Hometown: New York City
Majors: African American studies and international studies
Big picture: Ayanna Legros spent this past year as co-director of the Northwestern University Conference on Human Rights, which hosts the largest undergraduate student–organized and student-attended conference on human rights in the United States. While studying abroad in Madrid, she served as an intern at the Adventist Development and Relief Agency, where she translated international development projects from Spanish to English (she also speaks Haitian Creole and French) and taught an English class to recent immigrants at the Center for Integration and Employment. With a grant from the Davis Projects for Peace, Legros will begin working with Northwestern senior Leslie Clark in the Dominican Republic in July at the Movement of Dominican-Haitian Women, a nongovernmental organization that helps Dominican Republic–born women of Haitian descent who have no legal status.

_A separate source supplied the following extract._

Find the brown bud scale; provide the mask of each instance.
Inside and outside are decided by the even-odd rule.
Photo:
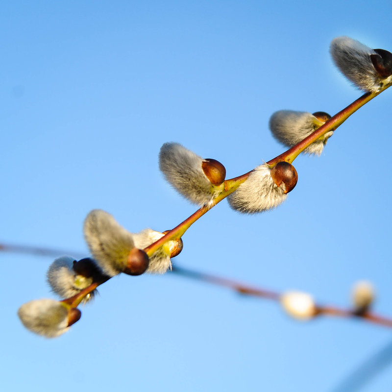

In her own words: “My parents immigrated to the States to escape the François Duvalier dictatorship in Haiti. When I was young, they talked about the political turmoil in Haiti and explained their reasons for leaving. So human rights was often a topic of conversation in my home. Those issues were just a part of my daily life.
“I traveled to Haiti at ages 6, 12 and 17, and those three trips helped shape how I see the world around me. My parents made sure that my brother and I knew Haitian history — and more broadly, Latin American and Caribbean history.”
“Growing up in New York City during the ’90s, I was constantly surrounded by issues of race and social justice, and attending protests or watching news about these issues was not uncommon in my household.”
On human rights: “At times it is easy to feel discouraged about fighting for human rights. What is a human right? It means different things to different people. Yet, as someone who is about to graduate, it was important to see at the NU Conference on Human Rights both college students and adults in various fields talk about what it means and who is responsible for protecting these ‘rights.’ When you get all these people from all different backgrounds in the same room, that’s when the magic really begins.”